Frei Chico foi colocado na folha de pagamento da Odebrecht. E foi afastado em seguida, quando seu irmão foi eleito presidente da República. No entanto, segundo Malu Gaspar: “Ficou acertado que o irmão do Presidente não precisaria fazer mais nada, e ainda assim receberia 9 mil reais a cada três meses, sempre em dinheiro vivo, providenciados pelo Departamento de Operações Estruturadas, que cuidava dos pagamentos no Caixa Dois”. Mais adiante a autora esclarece: “A ajuda a Frei Chico duraria doze anos, e só seria encerrada depois da Lava Jato”.(pag. 114).

Diante de tais fatos é imperativo perguntar: como a Operação Lava Jato, que descobriu tanta coisa, arregimentou tantas provas, colheu tantos depoimentos, se tornou um alvo tão fácil para a “elite” política, judiciária e empresarial do país? Que acabaram com a estrutura da Operação? E ainda quiseram processar os investigadores e o juiz responsável? Tudo começou com o site que levou a público conversas privadas dos promotores e do juiz Sérgio Moro. Quem pagou por isso? Alguém tem dúvida? Todo o dinheiro devolvido pela Lava Jato aos cofres públicos foi ignorado. Assim como se colocou uma cortina de fumaça nas espúrias e perversas relações entre empresários, políticos, justiça e gestores públicos. Tomando de assalto o Estado brasileiro para servir a seus propósitos de enriquecimento ilícito.

No entanto, o panorama que continuamos a ver parece sugerir, com as honrosas exceções das empresas sérias, que no Brasil há menor competitividade quanto a eficiência, redução de custos e qualidade de produtos e serviços. Ainda vivemos a época de “compra” de contratos, submissão do Estado aos grupos dominantes, superfaturamentos, controle dos empresários sobre a “elite” política e a Justiça. Ainda vivemos uma corrupção estruturada, endêmica, que se repete em municípios e estados. Em obras federais, estaduais e municipais. E o comprometimento com essa situação é tão grande, que muitas pessoas ainda ousaram colocar na Lava Jato a culpa pelos problemas decorrentes da corrupção nas empresas.

Diante das narrativas de amizade e relações íntimas entre líderes sindicais e grandes empresários, com as benesses incluídas, é possível acreditar nessas lideranças e que o povo é o sujeito de nossahistória? ( 06/2022/luiza)
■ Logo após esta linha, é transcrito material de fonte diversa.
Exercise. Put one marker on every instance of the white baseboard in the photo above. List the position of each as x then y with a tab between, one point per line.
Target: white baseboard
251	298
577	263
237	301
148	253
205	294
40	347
PS: O livro “A Organização – a Odebrecht e o esquema de corrupção que chocou o mundo” tem 619 páginas de uma escrita leve, objetiva e fácil de ler. A autora fez uma exaustiva pesquisa, tendo como ponto de partida as delações da empresa. Ela afirma: “Ao longo de três anos, ouvi pouco mais de 120 pessoas, entre executivos e familiares, delatores, concorrentes, parceiros de negócios, políticos, advogados e investigadores de variadas instâncias.” Malu fez dupla e tripla checagem com novas entrevistas, nas cerca de duzentas horas de depoimentos gravados pelo Ministério Público e Polícia Federal e nas consultas em centenas de páginas de documentos.